#
PEARSON Function

An Excel Statistical function used to calculate the Pearson Correlation Coefficient represented by r.

## What is the PEARSON Function?

The Pearson function is an Excel Statistical function used to calculate the Pearson correlation coefficient represented by r. It measures the correlation between two variables defined by continuous data from a random population.

The correlation coefficient is derived from the Pearson correlation test, which determines the direction and strength of the variables. The output is in the range of -1 to 1, indicating the strength of the association.

## Key Takeaways

- The PEARSON function is used to determine the strength and direction of the linear relationship between two variables. It returns a value between -1 and 1, indicating the degree of correlation.
- The PEARSON function calculates the correlation coefficient, which indicates how changes in one variable are associated with changes in another variable.
- A value of 1 indicates a perfect positive linear correlation, -1 indicates a perfect negative linear correlation, and 0 indicates no linear correlation.
- The PEARSON function only measures linear correlation. It does not account for non-linear relationships between variables.

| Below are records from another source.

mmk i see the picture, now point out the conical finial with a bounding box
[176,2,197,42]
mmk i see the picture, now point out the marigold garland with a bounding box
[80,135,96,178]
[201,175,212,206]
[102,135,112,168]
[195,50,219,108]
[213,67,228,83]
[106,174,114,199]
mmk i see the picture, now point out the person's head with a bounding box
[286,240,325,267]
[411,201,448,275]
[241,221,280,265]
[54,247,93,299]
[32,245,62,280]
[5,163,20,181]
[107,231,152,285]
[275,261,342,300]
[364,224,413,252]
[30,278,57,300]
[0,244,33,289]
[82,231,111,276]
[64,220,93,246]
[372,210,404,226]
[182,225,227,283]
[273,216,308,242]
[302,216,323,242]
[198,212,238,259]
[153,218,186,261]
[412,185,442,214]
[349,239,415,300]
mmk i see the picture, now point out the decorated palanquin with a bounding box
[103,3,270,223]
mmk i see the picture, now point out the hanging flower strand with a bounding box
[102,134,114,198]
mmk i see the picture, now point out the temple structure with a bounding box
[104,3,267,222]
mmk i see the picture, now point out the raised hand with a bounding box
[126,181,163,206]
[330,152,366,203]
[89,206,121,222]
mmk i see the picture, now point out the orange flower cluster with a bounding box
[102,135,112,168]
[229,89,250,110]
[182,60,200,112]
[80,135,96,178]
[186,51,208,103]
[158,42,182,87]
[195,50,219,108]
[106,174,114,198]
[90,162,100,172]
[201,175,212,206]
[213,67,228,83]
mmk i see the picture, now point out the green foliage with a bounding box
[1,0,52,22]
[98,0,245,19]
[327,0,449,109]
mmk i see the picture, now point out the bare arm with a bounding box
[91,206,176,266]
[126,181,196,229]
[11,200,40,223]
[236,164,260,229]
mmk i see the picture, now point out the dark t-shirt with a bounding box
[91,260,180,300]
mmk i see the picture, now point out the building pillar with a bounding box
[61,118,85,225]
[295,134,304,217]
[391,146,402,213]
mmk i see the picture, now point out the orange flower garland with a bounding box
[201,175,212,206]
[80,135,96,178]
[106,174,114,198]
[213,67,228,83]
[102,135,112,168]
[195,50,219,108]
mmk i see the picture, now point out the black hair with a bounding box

**What is the Pearson correlation test?**

It determines the direction and strength of two variables and gives the output as a Pearson correlation coefficient. If the value of r is -1, it represents a perfect negative correlation, while a value of +1 represents a perfect positive correlation.

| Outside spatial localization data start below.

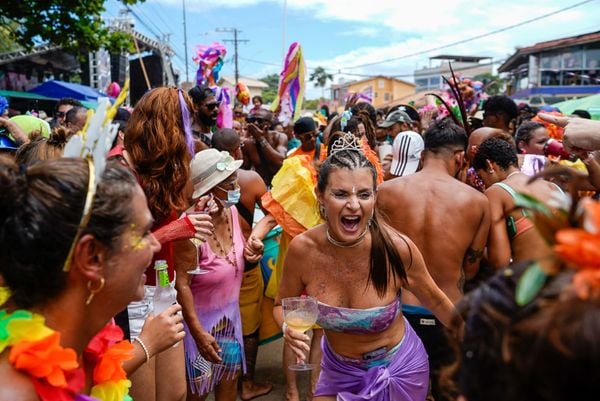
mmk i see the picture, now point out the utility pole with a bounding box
[217,28,249,86]
[182,0,189,83]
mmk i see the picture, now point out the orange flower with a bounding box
[9,332,79,388]
[93,340,134,383]
[572,269,600,300]
[554,228,600,270]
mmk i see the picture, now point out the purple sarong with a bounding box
[314,317,429,401]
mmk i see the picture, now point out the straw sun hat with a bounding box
[191,149,242,198]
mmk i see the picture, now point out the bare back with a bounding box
[377,170,490,305]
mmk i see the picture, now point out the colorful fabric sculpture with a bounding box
[270,42,306,126]
[192,43,232,128]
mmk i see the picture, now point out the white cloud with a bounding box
[151,0,600,99]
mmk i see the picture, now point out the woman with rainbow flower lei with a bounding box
[0,96,184,400]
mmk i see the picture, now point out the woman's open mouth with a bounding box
[341,215,361,233]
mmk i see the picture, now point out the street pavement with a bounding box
[207,337,312,401]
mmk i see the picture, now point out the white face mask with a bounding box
[216,186,241,208]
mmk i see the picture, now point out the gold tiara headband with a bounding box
[61,81,130,272]
[329,133,361,155]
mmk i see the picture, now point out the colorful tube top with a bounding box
[316,298,401,334]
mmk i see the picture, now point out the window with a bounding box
[584,44,600,85]
[378,79,385,89]
[384,93,390,101]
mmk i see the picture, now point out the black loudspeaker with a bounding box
[111,54,127,85]
[130,54,163,105]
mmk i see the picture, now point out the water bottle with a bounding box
[152,260,177,315]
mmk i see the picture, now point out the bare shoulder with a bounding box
[0,357,39,401]
[276,132,288,144]
[238,169,267,191]
[378,176,408,194]
[288,226,322,254]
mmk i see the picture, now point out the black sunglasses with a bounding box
[246,116,267,124]
[204,102,220,111]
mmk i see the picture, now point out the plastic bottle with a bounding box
[152,260,177,315]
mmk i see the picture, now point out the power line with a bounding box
[344,0,597,70]
[218,28,249,86]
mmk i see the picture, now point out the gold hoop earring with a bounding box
[86,277,105,305]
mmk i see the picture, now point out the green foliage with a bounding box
[515,262,547,306]
[0,0,143,53]
[473,72,504,96]
[259,73,279,104]
[303,98,320,110]
[309,66,333,88]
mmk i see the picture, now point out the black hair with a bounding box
[515,121,545,152]
[571,109,591,119]
[483,96,519,123]
[252,95,263,104]
[456,264,600,401]
[65,106,86,125]
[317,149,408,296]
[56,97,83,110]
[423,119,468,154]
[351,102,377,127]
[212,128,240,152]
[188,84,215,105]
[472,137,518,171]
[329,110,377,150]
[0,157,138,308]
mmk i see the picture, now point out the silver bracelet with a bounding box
[133,337,151,363]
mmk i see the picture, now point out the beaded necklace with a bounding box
[0,309,133,401]
[210,208,239,276]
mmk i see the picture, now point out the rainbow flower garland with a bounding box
[0,309,133,401]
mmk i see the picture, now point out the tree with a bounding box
[0,0,144,54]
[309,66,333,100]
[473,72,505,96]
[259,73,279,104]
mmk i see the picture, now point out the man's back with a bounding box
[378,169,490,305]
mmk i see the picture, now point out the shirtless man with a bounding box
[377,119,490,401]
[242,108,287,186]
[212,128,274,400]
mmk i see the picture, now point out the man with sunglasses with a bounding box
[189,84,220,149]
[242,108,287,186]
[288,116,326,161]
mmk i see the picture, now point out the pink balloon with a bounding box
[107,82,121,98]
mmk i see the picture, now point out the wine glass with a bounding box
[187,238,210,275]
[282,296,319,371]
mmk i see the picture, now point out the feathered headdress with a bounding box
[270,42,306,126]
[61,80,130,271]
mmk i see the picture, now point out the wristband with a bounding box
[258,138,268,147]
[133,337,151,363]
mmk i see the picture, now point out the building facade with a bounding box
[499,31,600,104]
[330,75,415,110]
[414,55,493,92]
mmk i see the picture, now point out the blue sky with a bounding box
[103,0,600,98]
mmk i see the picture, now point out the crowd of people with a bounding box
[0,80,599,401]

If the value is zero, there is no association between the two variables.

In practice, it is not easy to see a perfect correlation, i.e., get the r value as either -1 or +1.

When you calculate the value, the result you will usually get is the decimal value between the upper and lower limit of the coefficient (i.e., it will always range from -1 to 1).

To understand it better, let’s look at an example of a correlation test. Assume four people from a random population have age(x) and income(y) as two different variables. The table looks as below:

Name | Age(x) | Income(y) |
---|---|---|

Jamie | 26 | 2800 |

Jonathan | 44 | 3400 |

Jacob | 32 | 3000 |

Nathan | 28 | 3000 |

By representing their age on the X-axis and income on the Y-axis, our scatter plot will look as follows:

As you can see, our scatter plot is almost linear (linear means a straight line can be drawn through it). So if we draw a straight line through the data, the linear relationship between the data will look as:

This linear relationship is known as the correlation between the variables.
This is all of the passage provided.